Synthesis and DNA Directed Assembly of Asymmetric Patchy Silica Microparticles

We report the synthesis of asymmetric patchy silica microparticles exhibiting two surface areas of different sizes and coated with distinct DNA strands, as well as the coassembly of these particles with polystyrene microspheres into raspberry-like and multimer-like clusters. The multistage synthesis method is based on the fabrication of silica/polystyrene monopods by dispersion polymerization followed by the selective dissolution of the physically entangled polystyrene chains forming the pod.
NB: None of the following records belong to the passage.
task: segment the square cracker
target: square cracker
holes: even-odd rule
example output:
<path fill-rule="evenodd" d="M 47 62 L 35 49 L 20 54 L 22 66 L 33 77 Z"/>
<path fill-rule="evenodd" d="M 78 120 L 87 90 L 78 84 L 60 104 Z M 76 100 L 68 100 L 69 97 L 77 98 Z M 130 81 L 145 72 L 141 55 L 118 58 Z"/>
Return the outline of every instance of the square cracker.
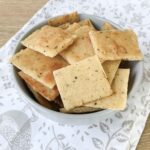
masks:
<path fill-rule="evenodd" d="M 71 110 L 66 110 L 65 108 L 60 108 L 59 111 L 63 113 L 74 113 L 74 114 L 79 114 L 79 113 L 87 113 L 87 112 L 94 112 L 94 111 L 99 111 L 101 109 L 99 108 L 93 108 L 93 107 L 87 107 L 87 106 L 80 106 L 73 108 Z"/>
<path fill-rule="evenodd" d="M 70 14 L 66 14 L 66 15 L 62 15 L 62 16 L 52 18 L 48 21 L 48 24 L 50 26 L 58 27 L 62 24 L 74 23 L 74 22 L 78 22 L 79 20 L 80 20 L 80 17 L 78 15 L 78 13 L 77 12 L 72 12 Z"/>
<path fill-rule="evenodd" d="M 42 95 L 48 101 L 53 101 L 59 95 L 57 87 L 55 86 L 53 89 L 47 88 L 40 82 L 36 81 L 32 77 L 28 76 L 24 72 L 20 71 L 19 76 L 32 87 L 32 89 Z"/>
<path fill-rule="evenodd" d="M 33 94 L 33 96 L 35 97 L 36 101 L 39 104 L 41 104 L 42 106 L 44 106 L 46 108 L 52 109 L 52 110 L 58 110 L 57 104 L 55 104 L 54 102 L 47 101 L 39 93 L 37 93 L 36 91 L 34 91 L 34 89 L 29 84 L 27 84 L 27 87 L 29 88 L 30 92 Z"/>
<path fill-rule="evenodd" d="M 105 61 L 102 64 L 104 71 L 107 75 L 107 79 L 110 84 L 112 83 L 115 77 L 115 74 L 119 68 L 120 63 L 121 63 L 121 60 L 112 60 L 112 61 Z"/>
<path fill-rule="evenodd" d="M 78 22 L 78 24 L 79 24 L 80 26 L 85 26 L 85 25 L 87 25 L 87 26 L 89 26 L 89 27 L 95 29 L 90 19 L 81 20 L 80 22 Z"/>
<path fill-rule="evenodd" d="M 11 63 L 50 89 L 55 86 L 53 71 L 67 65 L 61 56 L 50 58 L 28 48 L 15 54 Z"/>
<path fill-rule="evenodd" d="M 59 26 L 59 28 L 64 29 L 64 30 L 69 28 L 69 27 L 70 27 L 70 23 L 65 23 L 65 24 L 62 24 Z"/>
<path fill-rule="evenodd" d="M 66 110 L 112 94 L 97 56 L 92 56 L 53 72 Z"/>
<path fill-rule="evenodd" d="M 78 25 L 72 26 L 72 29 L 76 28 L 77 26 Z M 60 55 L 70 64 L 94 55 L 94 49 L 88 34 L 92 28 L 85 25 L 74 30 L 75 31 L 73 33 L 78 37 L 77 40 L 74 42 L 74 44 L 60 53 Z"/>
<path fill-rule="evenodd" d="M 90 31 L 95 53 L 100 60 L 141 60 L 136 34 L 131 30 Z"/>
<path fill-rule="evenodd" d="M 75 39 L 75 35 L 71 35 L 61 28 L 46 25 L 29 35 L 22 41 L 22 44 L 45 56 L 54 57 L 70 46 Z"/>
<path fill-rule="evenodd" d="M 104 24 L 101 27 L 101 30 L 102 31 L 105 31 L 105 30 L 116 30 L 116 28 L 113 27 L 110 23 L 104 22 Z"/>
<path fill-rule="evenodd" d="M 130 69 L 118 69 L 112 83 L 114 94 L 85 106 L 101 109 L 124 110 L 127 101 L 128 80 Z"/>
The polystyrene remaining chains at the silica surface, forming a thin polymeric layer, were selectively functionalized with DNA single strands (ssDNA) through the entrapment of an azidated polystyrene-block-poly(ethylene oxide) copolymer followed by a strain promoted alkyne azide cycloaddition (SPAAC) reaction. The later was also used to graft different ssDNA onto the silica side of the patchy particles, which had been prefunctionalized with azide groups via the grafting of an organosilane derivative. Confocal microscopy was exploited to evidence the patchy character of the particles. Finally, these asymmetric patchy particles were used to form colloidal clusters by coassembling them with polystyrene spheres coated with complementary ssDNA, exploiting the selectivity and the specificity of DNA hybridization.